Akademik Veri Yönetim Sistemi
Experimental Heat Transfer, 2025 (SCI-Expanded)
Impingement jets are one of the promising cooling techniques in thermal management. This study investigates the thermal effects of impinging co-axial jets on different operating parameters. This objective is achieved by experimental and machine learning in the cases of confined and unconfined jets with different nozzle-to-plate distances at constant flow rate ratio and different total flow rates. The study is innovative in that it specifically examines the effect of total flow rate variation of coaxial impinging jet on thermal management at constant flow rate ratio for impingement plates with and without fins, in confined and unconfined jet cases.
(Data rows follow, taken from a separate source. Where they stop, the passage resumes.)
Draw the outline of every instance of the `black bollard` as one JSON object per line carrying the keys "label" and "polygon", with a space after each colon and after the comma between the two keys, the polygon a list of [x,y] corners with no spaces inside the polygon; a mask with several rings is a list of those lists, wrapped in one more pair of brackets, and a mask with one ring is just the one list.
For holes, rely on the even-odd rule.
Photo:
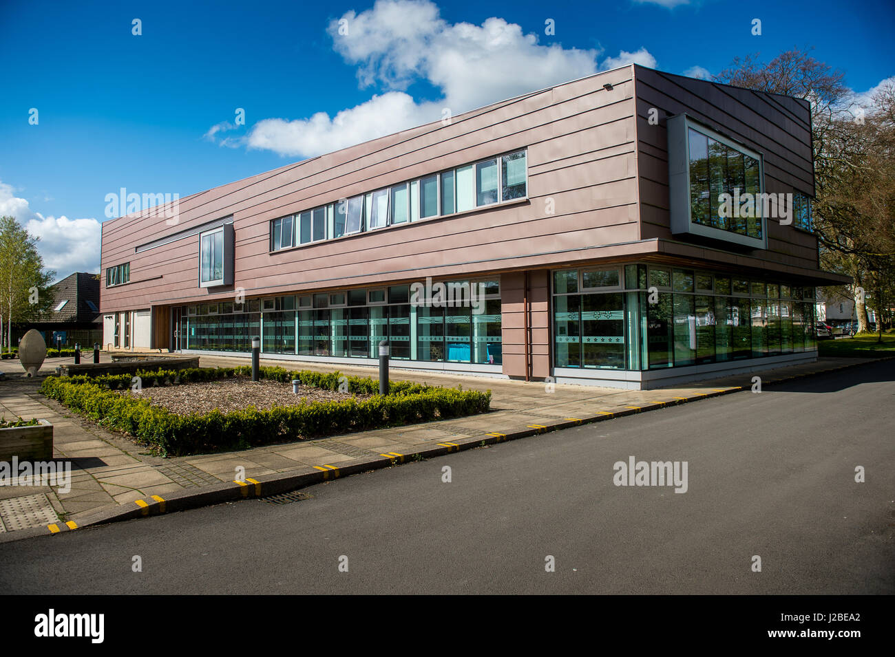
{"label": "black bollard", "polygon": [[261,339],[251,339],[251,380],[258,381],[258,363],[261,358]]}
{"label": "black bollard", "polygon": [[379,342],[379,394],[388,394],[388,341]]}

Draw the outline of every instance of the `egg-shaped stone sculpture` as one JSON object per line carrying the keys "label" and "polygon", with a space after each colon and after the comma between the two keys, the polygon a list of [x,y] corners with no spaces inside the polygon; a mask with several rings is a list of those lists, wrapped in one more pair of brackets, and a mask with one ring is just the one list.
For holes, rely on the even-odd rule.
{"label": "egg-shaped stone sculpture", "polygon": [[19,342],[19,362],[29,376],[36,376],[47,358],[47,342],[44,336],[31,329]]}

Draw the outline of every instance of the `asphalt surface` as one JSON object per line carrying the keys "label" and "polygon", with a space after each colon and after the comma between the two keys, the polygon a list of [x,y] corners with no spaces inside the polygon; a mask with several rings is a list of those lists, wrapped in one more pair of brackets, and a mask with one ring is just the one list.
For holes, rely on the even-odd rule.
{"label": "asphalt surface", "polygon": [[[891,594],[893,382],[895,364],[876,363],[346,477],[289,504],[7,543],[0,590]],[[615,485],[630,456],[686,461],[686,493]]]}

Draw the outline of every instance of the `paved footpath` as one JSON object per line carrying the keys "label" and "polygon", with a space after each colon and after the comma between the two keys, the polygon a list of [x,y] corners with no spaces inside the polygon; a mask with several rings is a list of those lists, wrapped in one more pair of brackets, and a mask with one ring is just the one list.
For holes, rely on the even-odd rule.
{"label": "paved footpath", "polygon": [[[107,357],[104,355],[103,360]],[[35,533],[70,531],[122,517],[147,515],[238,499],[240,494],[271,494],[328,476],[388,467],[412,458],[428,458],[575,425],[695,401],[752,387],[840,369],[873,358],[820,358],[815,363],[728,375],[688,387],[623,391],[583,385],[524,383],[440,373],[400,370],[406,379],[465,390],[490,390],[492,412],[268,445],[240,451],[162,459],[120,434],[98,426],[38,392],[43,375],[71,358],[48,359],[40,376],[21,375],[17,360],[0,361],[0,415],[7,419],[47,419],[54,425],[54,459],[72,464],[71,490],[59,486],[0,485],[0,541]],[[293,369],[338,369],[347,375],[377,377],[375,367],[336,367],[322,364],[262,360]],[[202,366],[244,365],[245,359],[201,357]],[[248,484],[235,482],[244,468]],[[20,534],[21,532],[21,534]],[[13,535],[14,534],[14,535]]]}

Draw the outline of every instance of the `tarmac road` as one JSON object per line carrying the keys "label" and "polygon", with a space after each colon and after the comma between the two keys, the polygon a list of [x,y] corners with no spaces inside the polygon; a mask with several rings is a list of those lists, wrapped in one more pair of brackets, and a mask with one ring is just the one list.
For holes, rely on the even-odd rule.
{"label": "tarmac road", "polygon": [[[346,477],[289,504],[6,543],[0,587],[891,594],[893,382],[895,363],[880,362]],[[631,456],[686,461],[686,492],[615,485]]]}

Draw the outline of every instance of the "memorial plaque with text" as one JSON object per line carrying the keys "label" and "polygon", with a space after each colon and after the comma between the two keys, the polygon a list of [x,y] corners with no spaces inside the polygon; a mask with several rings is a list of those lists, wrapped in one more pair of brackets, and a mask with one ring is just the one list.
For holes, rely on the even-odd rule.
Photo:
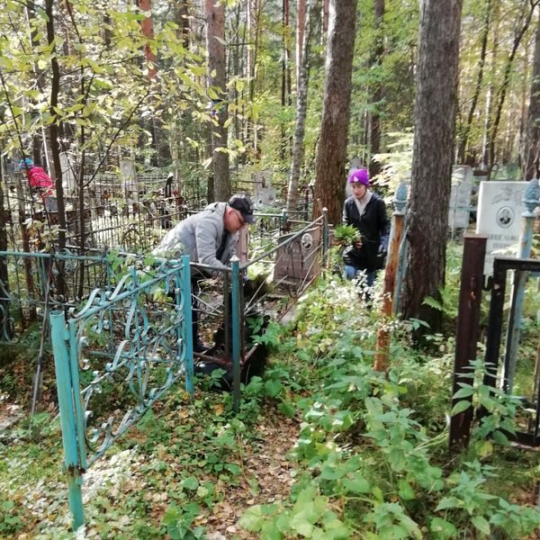
{"label": "memorial plaque with text", "polygon": [[523,195],[527,182],[488,182],[480,184],[476,232],[487,234],[484,274],[493,272],[494,255],[506,252],[519,241]]}

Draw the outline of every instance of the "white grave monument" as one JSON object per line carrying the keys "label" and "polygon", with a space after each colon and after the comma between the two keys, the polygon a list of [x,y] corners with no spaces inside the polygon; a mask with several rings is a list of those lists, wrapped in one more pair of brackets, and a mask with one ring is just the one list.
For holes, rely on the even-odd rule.
{"label": "white grave monument", "polygon": [[60,167],[62,169],[62,186],[68,191],[75,191],[75,169],[69,159],[69,154],[60,153]]}
{"label": "white grave monument", "polygon": [[256,204],[267,206],[275,204],[277,194],[275,188],[270,184],[270,171],[262,171],[253,176],[255,180],[254,202]]}
{"label": "white grave monument", "polygon": [[476,233],[487,234],[484,274],[493,272],[493,256],[519,240],[523,195],[527,182],[484,181],[480,184]]}
{"label": "white grave monument", "polygon": [[452,167],[452,190],[448,209],[448,228],[453,232],[467,229],[471,212],[471,192],[472,191],[472,167],[468,165],[454,165]]}

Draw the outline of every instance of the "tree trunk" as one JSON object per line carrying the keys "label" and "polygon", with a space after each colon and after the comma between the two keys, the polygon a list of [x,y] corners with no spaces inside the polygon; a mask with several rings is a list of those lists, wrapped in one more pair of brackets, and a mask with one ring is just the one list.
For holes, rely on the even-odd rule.
{"label": "tree trunk", "polygon": [[[282,91],[281,105],[283,108],[292,104],[291,99],[291,50],[289,48],[289,0],[283,0],[282,4],[282,24],[283,24],[283,59],[282,59]],[[280,158],[285,163],[291,151],[290,138],[287,136],[285,128],[282,124]]]}
{"label": "tree trunk", "polygon": [[291,174],[289,176],[289,188],[287,191],[287,212],[296,211],[298,201],[298,181],[300,179],[300,168],[303,158],[303,137],[306,127],[306,113],[308,110],[308,87],[310,85],[310,44],[311,31],[313,28],[313,14],[317,0],[310,0],[308,13],[305,18],[305,28],[303,31],[303,57],[300,69],[300,82],[297,92],[296,104],[296,126],[294,129],[294,140],[292,141],[292,161],[291,163]]}
{"label": "tree trunk", "polygon": [[415,137],[407,231],[403,317],[440,328],[441,312],[424,305],[445,284],[452,143],[457,102],[461,0],[421,6]]}
{"label": "tree trunk", "polygon": [[[47,14],[47,42],[54,51],[55,45],[55,31],[54,21],[55,15],[53,12],[54,0],[46,0],[45,13]],[[57,112],[55,108],[58,104],[58,94],[60,91],[60,68],[57,55],[50,58],[50,112],[51,118],[56,118]],[[60,122],[61,123],[61,122]],[[66,223],[66,202],[64,200],[64,186],[62,184],[62,166],[60,163],[60,148],[58,140],[58,124],[57,122],[51,122],[49,125],[49,136],[50,139],[50,154],[52,156],[52,163],[54,166],[55,187],[58,203],[58,251],[62,251],[66,248],[66,232],[68,230]],[[58,265],[58,272],[57,274],[57,292],[64,297],[64,302],[68,301],[66,296],[66,283],[64,280],[63,263],[57,261]]]}
{"label": "tree trunk", "polygon": [[480,97],[480,92],[482,90],[482,83],[483,81],[483,69],[486,61],[486,52],[488,49],[488,37],[490,35],[490,16],[491,0],[487,0],[484,24],[482,34],[480,60],[478,62],[478,76],[476,78],[476,86],[474,87],[472,101],[471,102],[469,114],[467,115],[467,122],[464,128],[462,140],[459,145],[458,157],[460,163],[467,163],[468,161],[467,145],[469,143],[469,134],[471,133],[471,126],[472,125],[472,120],[474,119],[474,112],[476,112],[476,105],[478,104],[478,98]]}
{"label": "tree trunk", "polygon": [[332,0],[330,13],[313,213],[320,214],[320,200],[329,222],[338,224],[344,199],[356,0]]}
{"label": "tree trunk", "polygon": [[148,77],[152,80],[158,74],[156,68],[156,55],[150,47],[149,41],[154,39],[154,22],[152,21],[152,0],[139,0],[139,9],[145,14],[149,14],[140,22],[142,35],[148,40],[144,44],[144,58],[148,63]]}
{"label": "tree trunk", "polygon": [[526,118],[523,152],[525,180],[538,178],[540,168],[540,16],[535,34],[535,56],[533,58],[533,81]]}
{"label": "tree trunk", "polygon": [[[249,76],[249,101],[253,102],[256,89],[256,58],[259,45],[259,21],[261,15],[261,6],[258,0],[249,0],[248,8],[248,22],[249,31],[249,46],[248,48],[248,68]],[[257,141],[257,123],[255,118],[251,119],[253,133],[253,149],[256,155]]]}
{"label": "tree trunk", "polygon": [[[7,220],[9,214],[4,205],[4,166],[0,163],[0,250],[7,251]],[[7,191],[6,191],[7,193]],[[0,256],[0,338],[3,340],[11,338],[11,328],[9,326],[9,278],[7,269],[7,257]],[[5,297],[4,297],[5,294]]]}
{"label": "tree trunk", "polygon": [[499,103],[497,104],[497,112],[495,113],[495,119],[493,120],[493,122],[491,124],[490,133],[489,134],[490,140],[488,147],[490,151],[490,160],[488,170],[490,172],[495,166],[495,144],[497,140],[497,132],[499,130],[499,124],[500,123],[500,118],[502,115],[502,107],[504,106],[508,84],[510,82],[510,75],[512,74],[512,66],[514,64],[514,58],[516,58],[516,53],[518,52],[519,43],[521,42],[523,36],[525,35],[526,30],[529,27],[531,19],[533,17],[533,13],[535,12],[535,9],[536,5],[538,5],[539,2],[540,0],[528,0],[527,2],[524,3],[526,4],[526,8],[525,8],[524,6],[526,11],[520,14],[520,17],[523,20],[523,23],[514,35],[514,42],[512,44],[512,49],[507,59],[507,63],[504,69],[504,76],[502,77],[502,84],[500,86],[498,94]]}
{"label": "tree trunk", "polygon": [[[34,25],[34,22],[36,19],[35,13],[35,4],[32,0],[26,3],[26,17],[28,21],[28,30],[30,33],[30,42],[32,45],[32,50],[38,50],[40,47],[39,40],[39,32],[38,32],[38,25]],[[40,69],[38,67],[38,62],[36,61],[34,67],[34,73],[36,76],[36,82],[40,90],[43,91],[46,86],[45,76],[43,75],[43,70]],[[37,122],[40,117],[38,112],[32,112],[32,123]],[[46,150],[46,140],[43,138],[43,131],[41,133],[35,132],[32,135],[32,157],[33,158],[34,163],[40,164],[47,164],[47,168],[49,167],[49,156],[47,155]],[[44,158],[44,162],[43,162]]]}
{"label": "tree trunk", "polygon": [[[216,95],[212,99],[212,151],[213,197],[228,201],[230,197],[230,173],[227,152],[227,85],[225,73],[225,6],[215,0],[205,0],[208,49],[208,86]],[[210,202],[210,201],[209,201]]]}
{"label": "tree trunk", "polygon": [[[382,26],[384,18],[384,0],[375,0],[375,43],[372,66],[380,67],[382,64],[384,54],[384,30]],[[377,81],[372,95],[372,112],[370,116],[370,161],[369,174],[373,177],[381,172],[381,164],[374,161],[374,156],[381,152],[381,113],[379,108],[382,101],[382,85]]]}
{"label": "tree trunk", "polygon": [[178,3],[178,6],[176,8],[176,20],[178,21],[178,25],[180,26],[182,44],[184,45],[184,49],[185,49],[185,50],[189,50],[191,43],[192,28],[190,19],[190,0],[182,0]]}
{"label": "tree trunk", "polygon": [[298,0],[296,17],[296,91],[300,87],[301,67],[304,49],[304,29],[306,27],[306,0]]}
{"label": "tree trunk", "polygon": [[320,13],[320,45],[322,47],[326,45],[327,33],[328,32],[329,5],[330,0],[322,0],[322,7]]}

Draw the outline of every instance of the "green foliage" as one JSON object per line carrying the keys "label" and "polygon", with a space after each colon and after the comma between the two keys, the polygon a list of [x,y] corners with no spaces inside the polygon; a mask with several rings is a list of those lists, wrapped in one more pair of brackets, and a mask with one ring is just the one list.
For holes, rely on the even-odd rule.
{"label": "green foliage", "polygon": [[465,532],[477,537],[494,531],[508,537],[529,534],[537,510],[501,496],[504,465],[479,461],[493,454],[486,437],[506,444],[516,399],[486,387],[485,369],[474,364],[471,384],[463,384],[456,396],[473,396],[488,414],[474,429],[470,460],[449,464],[445,412],[453,339],[432,336],[441,356],[428,358],[410,346],[413,325],[391,323],[392,368],[384,377],[371,365],[382,321],[359,310],[347,286],[320,283],[308,295],[293,352],[286,337],[279,346],[296,357],[295,364],[281,367],[290,375],[280,374],[281,386],[259,383],[258,391],[274,399],[279,410],[283,395],[296,393],[289,403],[302,418],[291,451],[297,483],[289,500],[253,506],[239,525],[261,538],[333,537],[324,522],[325,512],[331,512],[336,534],[345,537],[352,531],[374,539],[428,537],[426,531],[433,538],[458,538]]}
{"label": "green foliage", "polygon": [[360,239],[360,232],[353,225],[340,224],[334,229],[334,240],[341,246],[351,246]]}

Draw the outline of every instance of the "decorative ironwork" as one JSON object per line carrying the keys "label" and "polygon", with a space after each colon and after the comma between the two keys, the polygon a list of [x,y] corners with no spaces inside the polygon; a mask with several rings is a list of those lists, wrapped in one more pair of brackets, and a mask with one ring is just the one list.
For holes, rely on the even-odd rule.
{"label": "decorative ironwork", "polygon": [[[131,266],[116,287],[95,289],[80,310],[70,310],[68,322],[56,310],[50,323],[70,505],[78,526],[82,480],[69,480],[73,470],[80,476],[179,377],[193,394],[189,257],[156,269]],[[119,413],[122,405],[127,410]]]}

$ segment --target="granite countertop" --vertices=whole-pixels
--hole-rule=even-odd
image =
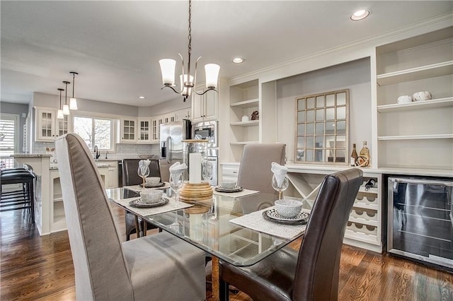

Experiments and machine learning are conducted for dimensionless nozzle-to-plate distances of H/D = 0.8, 1.6, 2.4, 3.2, a flat impingement plate, and impingement plates with fins of 2 and 6 mm length at Q = 60 and 80 LPM total flow rates and flow rate ratio Q* = 0.5. While the experimental results analyze stagnation, average Nusselt numbers, and heat transfer uniformity, machine learning provides highly accurate predictions and enables thermal performance optimization. The results reveal that while fins and a rise in total flow rate increase heat transfer, they reduce heat transfer uniformity. This is the opposite for H/D≥1.6. Heat transfer on a 2 mm fin-length plate improves by 26% and 22% at 80 and 60 LPM, respectively, compared to a flat plate. On the other hand, the heat transfer deviation on the flat plate is 2.16% and 1.79% for 80 and 60 LPM, while it is 9.05% and 7.33% for a 2 mm fin-length plate. Further, as H/D = 0.8 increases to 3.2, the heat transfer deviation for the flat plate at 60 LPM decreases from 2.62% to 1.79%, while for the 2 mm fin-length plate, it decreases from 9.10% to 7.33%, respectively. Finless plates and low total flow rates are recommended for applications requiring uniform heat transfer, while high heat transfer applications benefit from finned plates and high total flow rates. Finally, machine learning predicts the results with high accuracy.